Lockerung der Schuldenbremse
IW schlägt für Corona-Schulden eine veränderte Haushaltspolitik vor
BERLIN - Mit zunehmenden Hoffnungen auf das Ende der CoronaKrise stellen sich Fragen für die Zeit danach. Wie kommt der Staat aus seinen Schulden heraus, lautet eine zentrale Frage, die die Bundespolitik in den kommenden Jahren beschäftigt. Das Institut der deutschen Wirtschaft (IW) in Köln hat dafür am Dienstag einen Vorschlag unterbreitet. Er läuft darauf hinaus, die Schuldenbremse im Grundgesetz zu lockern.

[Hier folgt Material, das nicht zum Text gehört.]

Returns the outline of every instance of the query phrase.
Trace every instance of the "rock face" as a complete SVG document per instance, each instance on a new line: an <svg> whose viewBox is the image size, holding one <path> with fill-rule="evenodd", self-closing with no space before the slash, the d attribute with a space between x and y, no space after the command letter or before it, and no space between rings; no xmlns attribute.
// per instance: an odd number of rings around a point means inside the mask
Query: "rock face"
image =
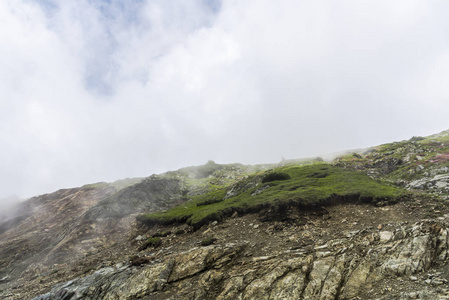
<svg viewBox="0 0 449 300"><path fill-rule="evenodd" d="M134 226L135 214L172 207L183 193L176 179L134 181L121 189L100 183L59 190L22 203L14 218L0 223L0 278L26 281L63 269L73 276L86 263L113 259L118 249L126 252L123 236Z"/></svg>
<svg viewBox="0 0 449 300"><path fill-rule="evenodd" d="M424 177L414 180L407 185L410 189L422 189L434 192L449 193L449 174Z"/></svg>
<svg viewBox="0 0 449 300"><path fill-rule="evenodd" d="M168 209L180 202L183 192L180 180L149 177L98 202L84 218L93 221Z"/></svg>
<svg viewBox="0 0 449 300"><path fill-rule="evenodd" d="M15 280L26 274L34 276L48 271L46 262L58 256L52 250L69 237L79 217L114 191L107 186L74 188L22 203L16 221L1 233L0 277Z"/></svg>
<svg viewBox="0 0 449 300"><path fill-rule="evenodd" d="M359 230L312 251L252 257L248 247L211 245L140 267L103 268L34 299L375 299L385 292L385 299L415 299L420 293L449 299L447 278L426 283L416 277L449 259L447 220L379 233ZM391 288L379 291L386 280ZM391 293L395 284L416 287L415 294ZM429 289L435 286L440 288Z"/></svg>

Auf rund 650 Milliarden Euro bezifferte IW-Chef Michael Hüther die Neuverschuldung von Bund, Ländern und Gemeinden wegen Corona in den Jahren 2020 bis 2022. Zum Vergleich: Das macht etwa ein Fünftel der deutschen Wirtschaftsleistung eines Jahres aus. Ungefähr 480 Milliarden davon müssten laut Schuldenbremse innerhalb der nächsten 20 Jahre zurückgezahlt werden. Das jedoch ist nicht ganz einfach: Die großen Parteien wünschen sich umfangreiche, teure Investitionsprogramme unter anderem in der Klima-, Digital- und Bildungspolitik, um die Bundesrepublik auf die Zukunft vorzubereiten. Die USRegierung schiebt gerade so etwas Ähnliches an.
Um beides unter einen Hut zu bringen, regte Hüther an, die Schuldenbremse in dreifacher Weise zu verändern. Erstens könnte man die Tilgungsfrist der Corona-Schulden von 20 auf 40 Jahre verlängern. Jedes
Jahr müsste dann der Bund beispielsweise nur zwölf statt 24 Milliarden Euro zurückzahlen.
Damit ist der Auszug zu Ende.